Letter to the Honorable House Financial Services Committee Chairman, Barney Frank and the Honorable Senate Banking Committee Chairman, Chris Dodd

Letter

June 23, 2010

The Honorable Barney Frank
Chairman
House Committee on Financial Services
2129 Rayburn House Office Bldg.
Washington, D.C. 20515

The Honorable Christopher Dodd
Chairman
Senate Committee on Banking, Housing, and Urban Affairs
534 Dirksen Senate Office Bldg.
Washington, D.C.

Dear Chairman Frank and Dodd:
We write to urge you to preserve the strong Senate language regulating the derivatives markets in the final financial reform legislation. Effective regulation of the $600 trillion derivatives market is fundamental to our financial security because the significant unregulated over-the-counter market was a fundamental cause of the financial crisis, and without change will remain an ever present danger.

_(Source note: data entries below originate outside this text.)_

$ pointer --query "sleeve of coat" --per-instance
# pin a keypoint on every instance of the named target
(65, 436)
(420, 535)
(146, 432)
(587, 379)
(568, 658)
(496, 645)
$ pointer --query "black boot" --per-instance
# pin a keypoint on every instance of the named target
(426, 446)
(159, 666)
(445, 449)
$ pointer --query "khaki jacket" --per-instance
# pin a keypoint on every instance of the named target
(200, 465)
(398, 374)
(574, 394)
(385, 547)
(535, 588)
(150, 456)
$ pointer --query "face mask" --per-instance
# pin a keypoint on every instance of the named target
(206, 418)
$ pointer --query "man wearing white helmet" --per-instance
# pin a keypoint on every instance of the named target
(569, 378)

Effective regulation is also necessary because unchecked speculation in these markets causes price fluctuations in vital commodities including food and oil that hurt businesses and consumers.

Warren Buffett has called unregulated derivatives "financial weapons of mass destruction" and Nobel prize-winning economist Joseph Stiglitz asserted, "If [Congress] fails to pass strict oversight of dangerous over-the-counter derivatives and swaps the U.S. economy will continue to be vulnerable to significant financial risk."

In particular, we strongly urge you to preserve the following aspects of the Senate bill:

Broad clearing and exchange trading requirements to make the market safe
The Senate bill applies crucial elements of derivatives reform including requiring transparency and the posting of margin to make the system safer for approximately 90 percent of all trades. The House language would exempt 40 to 50 percent of transactions. Despite Wall Street claims to the contrary, the Senate language excludes businesses using derivatives trades to hedge commercial risk from these requirements, although it permits them to clear and exchange trade. Where it differs from the House bill is in clearly limiting exceptions to commercial entities hedging commercial risk. The House language would allow financial firms to take advantage of the exceptions it provides, creating an enormous loophole, while the Senate language expressly prevents financial firms from doing so.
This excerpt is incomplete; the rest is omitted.